Town questions the local riffraff about the camera theft, purse snatching and recreation vehicle theft to no avail. AJ is missing the days when he just had a mooching Rick to get on his nerves. Manny and friends up the ante by stabbing the photographer to death as he tries to recoup his film from the family man who's left with a bloody knife and a murder charge. At the police station the family meets some of the local colorful characters while the Simons get daddy released.
Manny and friend burglarize a Liberty World photo booth but fail to find the right pictures. They get an address from Rick's truck registration and then attempt to eliminate Rick and AJ as they conduct their own search for the photos. But they're unsuccessful. Rick and AJ score the real pictures.

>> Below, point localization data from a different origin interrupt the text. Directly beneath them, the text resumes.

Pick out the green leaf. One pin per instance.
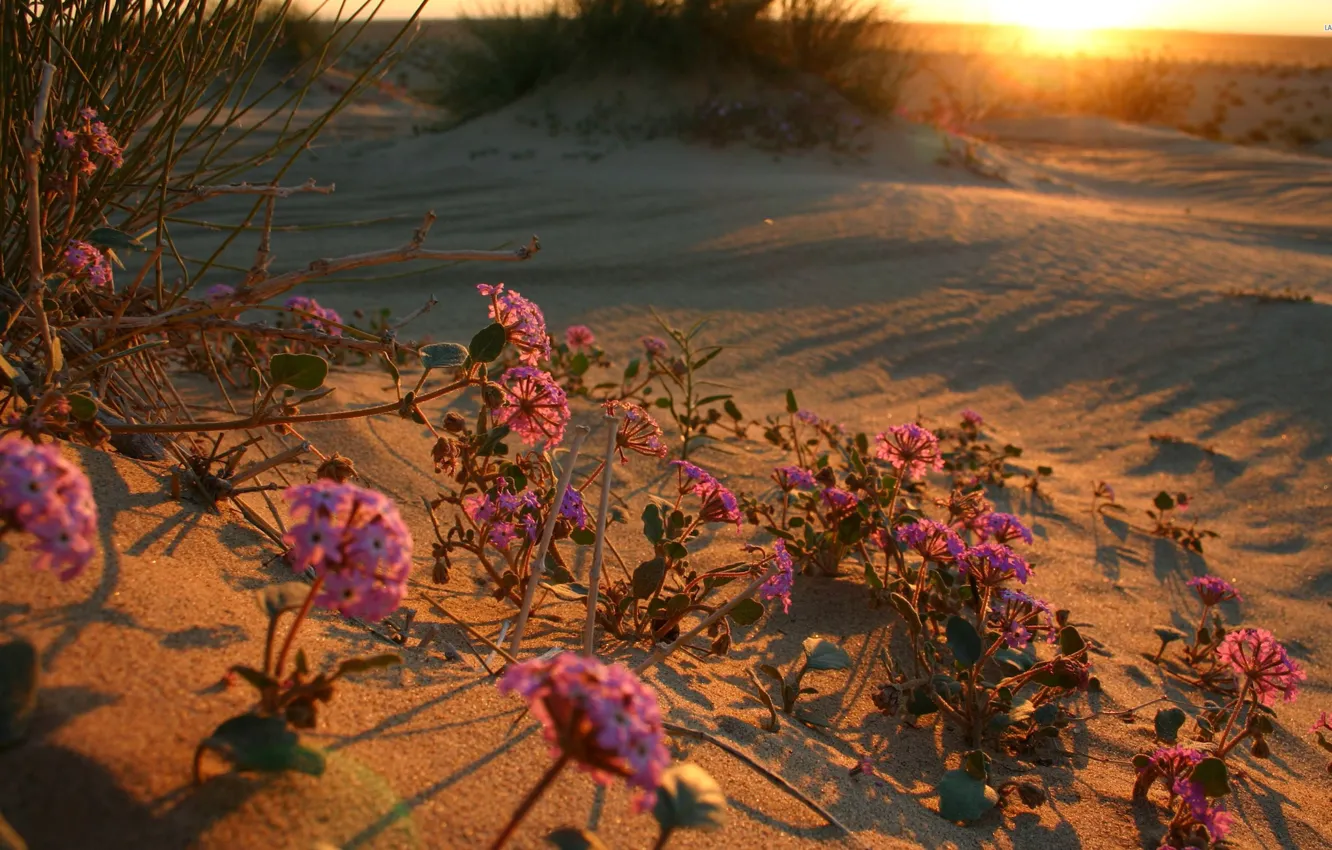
(1212, 774)
(444, 356)
(83, 408)
(648, 577)
(572, 838)
(264, 744)
(689, 798)
(370, 662)
(300, 371)
(1070, 642)
(284, 597)
(488, 344)
(653, 529)
(825, 654)
(907, 610)
(1168, 722)
(965, 798)
(963, 641)
(19, 676)
(111, 237)
(746, 612)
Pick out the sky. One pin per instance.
(1294, 17)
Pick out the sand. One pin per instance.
(1082, 305)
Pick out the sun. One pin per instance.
(1067, 15)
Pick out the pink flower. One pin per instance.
(993, 564)
(580, 336)
(319, 316)
(910, 449)
(1259, 660)
(533, 407)
(1214, 590)
(778, 586)
(638, 430)
(354, 541)
(1003, 528)
(718, 504)
(933, 541)
(44, 494)
(524, 323)
(601, 716)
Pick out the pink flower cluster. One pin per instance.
(794, 478)
(601, 716)
(638, 430)
(1003, 528)
(1259, 660)
(1018, 614)
(524, 323)
(91, 137)
(533, 407)
(504, 514)
(718, 504)
(356, 542)
(44, 494)
(319, 316)
(84, 259)
(933, 541)
(910, 449)
(580, 337)
(778, 586)
(1214, 590)
(993, 564)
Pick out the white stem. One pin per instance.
(693, 633)
(608, 472)
(538, 561)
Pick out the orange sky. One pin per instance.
(1295, 17)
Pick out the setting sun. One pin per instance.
(1063, 15)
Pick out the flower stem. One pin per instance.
(530, 800)
(296, 625)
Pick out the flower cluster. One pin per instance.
(354, 541)
(933, 541)
(524, 323)
(778, 586)
(505, 514)
(1016, 614)
(83, 259)
(718, 504)
(319, 316)
(910, 449)
(601, 716)
(1214, 590)
(1263, 664)
(1003, 528)
(44, 494)
(91, 137)
(533, 407)
(580, 337)
(993, 564)
(638, 430)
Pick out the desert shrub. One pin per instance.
(1143, 89)
(857, 51)
(501, 59)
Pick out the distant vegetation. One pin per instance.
(855, 49)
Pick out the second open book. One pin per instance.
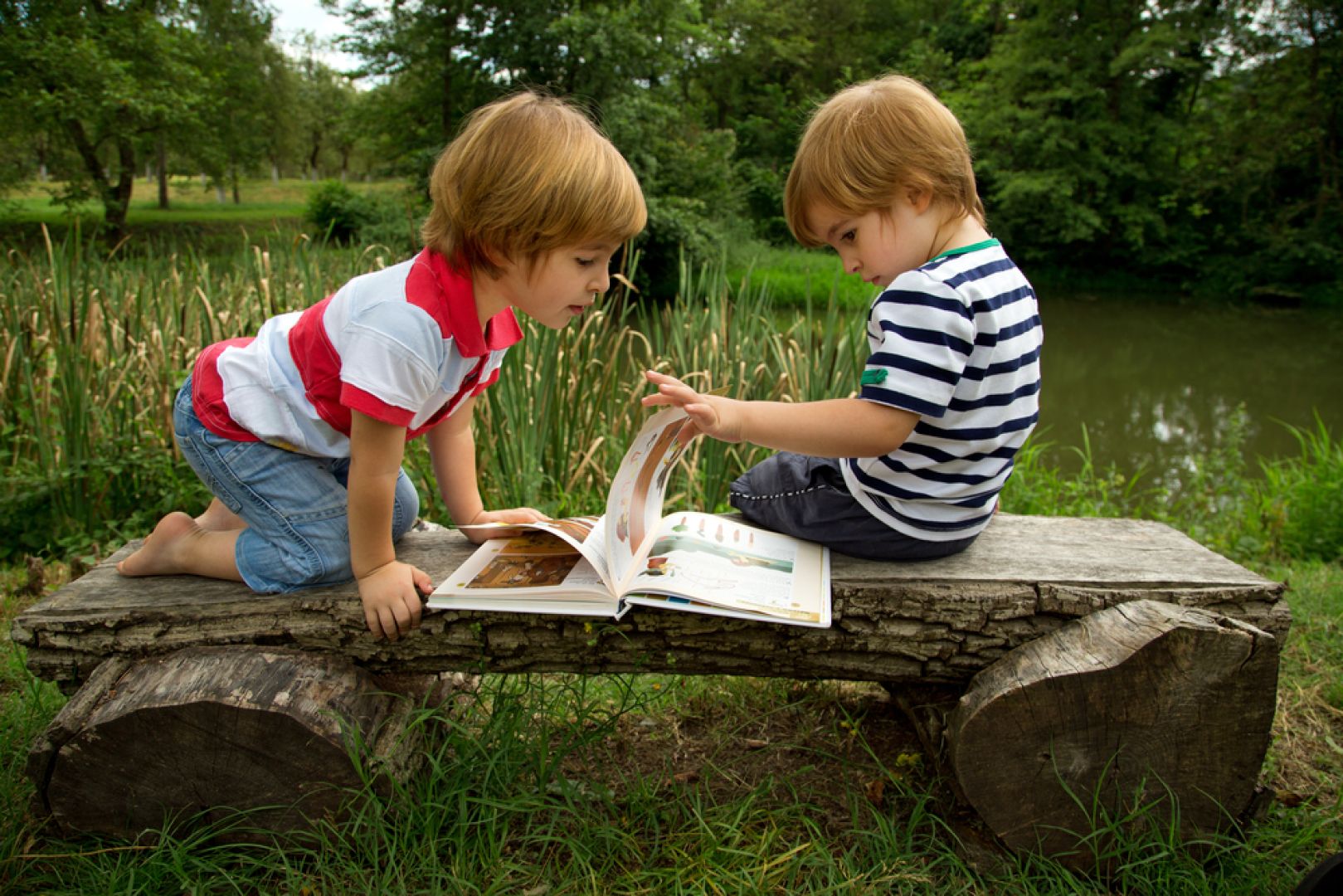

Rick and AJ interview Venutia and finally find out the source of all the trouble when she identifies the man in the photo. The Prairie Schooner is returned by the police, somewhat the worse for wear.
Manny and friend kidnap the family and arrange an exchange. But the exchange is a set up. The police arrive. Manny flees. He has no compunction about firing his handgun in a crowded water park.
Manny ends up on the wrong end of AJ's fist and is captured at the bottom of the water slide. The Simons bid farewell to the family and get the not so good news that the manager of Liberty World is not happy about having a shooting in his park. Another Rick Simon scheme gone awry.
NiteOwl Review: Peter's part was pretty standard villainy but he did look good in that white suit and doing a few minor stunts. Not one of the best episodes of this show. Although the show ran until December 1988, it had started to run out of steam by 1986. The shows kept getting sillier when, in our opinion, it might have been given new life had it gone a slightly more serious route. Magnum PI managed a perfect balance of humor and serious action that Simon and Simon rarely achieved. Had they taken better advantage of it, Simon and Simon had the makings of a superior buddy show. The actors were willing but the scripts were weak. But even so, it had a long run. The great on-screen chemistry of the duo made it a fun show to watch. Peter and his Laredo costar Bill Smith did two episodes each and found McRaney and Parker a great pleasure to work with. A 1995 reunion movie fell flat in our opinion or maybe we just hoped for too much. The movie even lacked the wonderful instrumental theme of the series.
Cast Notes: Gerald McRaney went on to do a slew of tv-movies and two more series, Major Dad (1989-1993) and Promised Land (1996-1999). He did some of his best work as a three-time guest on Designing Women as the ex-husband of his real-life future wife, Delta Burke's character Suzanne Sugarbaker. Jameson Parker also did a number of tv movies and a few theatrical releases, including a couple of horror movies.